Gay clergy vote tests mainline churches

Members Pastor Orinda Hawkins-Brinkley, Diane Yeager. Marj Ellis and Steven Schnittke along with other members of the Evangelical Lutheran Church of America (ELCA) stop for a moment of prayer Friday during their assembly at the Minneapolis Convention Center. More than 1,000 members debated and voted to allow gay and lesbian clergy to serve while in committed same-sex relationships.

In breaking down barriers restricting gays and lesbians from the pulpit, the nation’s largest Lutheran denomination has laid down a new marker in a debate over the direction of mainline Protestant Christianity, a tradition that once dominated American religious life.

By voting Friday to allow gays and lesbians in committed relationships to serve as clergy, the 4.7-million member Evangelical Lutheran Church in America will either show how a church can stand together amid differences, or become another casualty of division over sexual morality and the Bible, observers say.

“We’re going to be living in tension and ambiguity for a longer time, partly because the culture has shifted,” said David Steinmetz, a Duke Divinity School professor of Christian history.

The question is whether the mainline church will shift alongside, or whether it will decide that the more welcoming attitude toward homosexuality is wrong, he said.

Seeking unity

The ELCA — the nation’s seventh-largest Christian church — reached its conclusion after eight years of study and deliberation. That culminated Friday when the church’s national assembly in Minneapolis struck down a policy that required any gay and lesbian clergy to remain celibate.

The assembly also signed off on finding ways for willing congregations to “recognize, support and hold publicly accountable lifelong, monogamous, same gender relationships.”

The church fell short of calling that gay marriage, but conservatives see that as the next step.

While congregations will not be forced to hire gay clergy, conservative ELCA members decried the decisions as straying from clear Scriptural direction and warned that defections are likely.

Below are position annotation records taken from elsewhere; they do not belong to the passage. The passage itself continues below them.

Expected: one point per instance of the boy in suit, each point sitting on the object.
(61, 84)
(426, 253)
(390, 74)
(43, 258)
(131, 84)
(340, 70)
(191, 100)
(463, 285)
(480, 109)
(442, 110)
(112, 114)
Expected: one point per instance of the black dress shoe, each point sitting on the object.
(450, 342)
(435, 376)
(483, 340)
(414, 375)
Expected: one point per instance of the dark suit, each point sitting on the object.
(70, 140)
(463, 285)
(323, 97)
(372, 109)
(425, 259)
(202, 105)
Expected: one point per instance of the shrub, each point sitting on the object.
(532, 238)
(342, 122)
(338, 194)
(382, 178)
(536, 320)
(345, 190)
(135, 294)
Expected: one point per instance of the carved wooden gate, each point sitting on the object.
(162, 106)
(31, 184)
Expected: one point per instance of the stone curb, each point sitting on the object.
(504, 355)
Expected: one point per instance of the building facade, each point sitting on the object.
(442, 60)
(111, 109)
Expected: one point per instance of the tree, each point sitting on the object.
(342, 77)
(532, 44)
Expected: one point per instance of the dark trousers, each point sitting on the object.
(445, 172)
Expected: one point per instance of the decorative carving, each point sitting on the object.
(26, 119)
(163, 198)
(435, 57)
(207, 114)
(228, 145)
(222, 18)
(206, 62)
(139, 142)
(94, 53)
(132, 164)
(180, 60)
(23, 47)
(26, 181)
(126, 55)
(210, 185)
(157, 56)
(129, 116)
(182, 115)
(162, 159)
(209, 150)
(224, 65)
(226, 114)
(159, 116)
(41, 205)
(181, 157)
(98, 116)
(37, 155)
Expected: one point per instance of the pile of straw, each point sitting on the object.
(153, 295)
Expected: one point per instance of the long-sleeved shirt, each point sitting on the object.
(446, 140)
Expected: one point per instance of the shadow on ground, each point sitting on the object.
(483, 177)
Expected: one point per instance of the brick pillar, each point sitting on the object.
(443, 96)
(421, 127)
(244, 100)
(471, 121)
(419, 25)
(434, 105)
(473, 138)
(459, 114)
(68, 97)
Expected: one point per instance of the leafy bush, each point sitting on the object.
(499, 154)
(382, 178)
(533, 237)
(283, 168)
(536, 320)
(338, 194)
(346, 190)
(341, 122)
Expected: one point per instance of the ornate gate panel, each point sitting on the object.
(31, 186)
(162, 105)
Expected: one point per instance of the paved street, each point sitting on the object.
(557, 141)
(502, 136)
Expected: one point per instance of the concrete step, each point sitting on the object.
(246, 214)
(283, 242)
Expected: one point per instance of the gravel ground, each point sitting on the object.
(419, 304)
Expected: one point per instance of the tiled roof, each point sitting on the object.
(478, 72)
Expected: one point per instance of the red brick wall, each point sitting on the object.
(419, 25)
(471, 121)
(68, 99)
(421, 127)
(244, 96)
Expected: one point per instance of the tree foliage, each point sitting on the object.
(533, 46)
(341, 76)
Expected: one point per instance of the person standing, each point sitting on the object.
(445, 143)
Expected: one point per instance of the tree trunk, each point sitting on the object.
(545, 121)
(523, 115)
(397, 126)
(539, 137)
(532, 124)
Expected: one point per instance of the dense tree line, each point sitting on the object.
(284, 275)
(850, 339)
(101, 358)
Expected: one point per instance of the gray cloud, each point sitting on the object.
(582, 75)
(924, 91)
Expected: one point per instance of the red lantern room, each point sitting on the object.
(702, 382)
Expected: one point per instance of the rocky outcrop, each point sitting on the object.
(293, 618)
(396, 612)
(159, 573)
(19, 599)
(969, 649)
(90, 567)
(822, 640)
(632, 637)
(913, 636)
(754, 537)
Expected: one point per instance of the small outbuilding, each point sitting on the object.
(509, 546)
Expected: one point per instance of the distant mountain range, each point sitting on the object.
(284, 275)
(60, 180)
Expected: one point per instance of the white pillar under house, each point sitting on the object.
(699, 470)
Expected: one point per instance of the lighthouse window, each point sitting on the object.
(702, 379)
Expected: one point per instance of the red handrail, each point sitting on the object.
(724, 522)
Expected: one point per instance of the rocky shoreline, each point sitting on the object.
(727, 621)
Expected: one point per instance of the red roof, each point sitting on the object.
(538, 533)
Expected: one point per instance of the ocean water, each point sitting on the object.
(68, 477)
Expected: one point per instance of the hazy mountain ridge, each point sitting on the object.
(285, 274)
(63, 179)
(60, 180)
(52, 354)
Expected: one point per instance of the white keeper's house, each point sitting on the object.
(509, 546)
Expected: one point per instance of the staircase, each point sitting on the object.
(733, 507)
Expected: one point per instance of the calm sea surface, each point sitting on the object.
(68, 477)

Presiding Bishop Mark Hanson pleaded for unity, appealing to both those who long felt marginalized and thought the changes were overdue and those “who feel they were once more central but now feel more peripheral.”

“It would be tragic if we walked away from one another,” Hanson said minutes after the vote.

The ELCA hopes to avoid the kind of fissures that have strained the Episcopal Church and the broader Anglican Communion, of which the 2.1 million-member Episcopal Church is the U.S. branch.

Just weeks ago, Episcopalians approved a resolution saying that “God has called and may call” gays in committed relationships to ordained ministry in the church, defying Anglicans who urged restraint.

The Presbyterian Church (USA) has inched closer to joining the Episcopalians and Lutherans, but the latest effort to undo a policy requiring chastity of gay clergy was defeated this year.

The nation’s largest mainline denomination, the United Methodist Church, has moved in the opposite direction, hardening its opposition to non-celibate gay clergy.

That’s likely to continue because of declining Methodist membership in the Northeast and on the West Coast and growth in the South and Sunbelt, said Steinmetz, of Duke. The church also has a burgeoning presence in Africa, a source of conservatism in the Anglican battles, also.

‘A huge departure’

The ELCA’s move is especially jarring and significant because “it is viewed by all of us as one of the more Reformation-rooted, broadly orthodox denominations” and takes its theology seriously, said Richard Mouw, president of the multi-denominational and evangelical Fuller Theological Seminary in Pasadena, Calif.

“It’s a huge, huge departure for a church like that,” said Mouw, who has urged fellow conservatives in the Presbyterian Church (USA) to stay in the fold despite concerns about a leftward shift on sexuality.

He said one possible outcome is a “new ecumenical dialogue on the right” uniting beleaguered conservatives from various denominations — though not under the banner of a new one.

Barbara Wheeler, a former president of Auburn Theological Seminary in New York who is now director of the school’s Center for the Study of Theological Education, praised the ELCA for laying a theological foundation for Friday’s vote by first approving a broad social statement on sexuality.

“It’s a completely theological argument toward openness to the possibility of faithful, committed same-sex relationships,” said Wheeler, who has played a central role in gay clergy deliberations inside the Presbyterian Church (USA). “What you’re seeing is two things: The society is in the process of changing its collective mind about the moral status of same-sex relationships, and there’s a parallel theological movement.”

If gays and lesbians can stick it out in mainline churches whose official teachings “were dismissive of their faithfulness and even their personhood,” so can disappointed conservatives, she said.

One of the mainline’s strengths, she said, is to be a big tent.

“When you ask what religion has to contribute to the wider society, one hopes at least some religious groups will give examples of how to hold things together,” she said.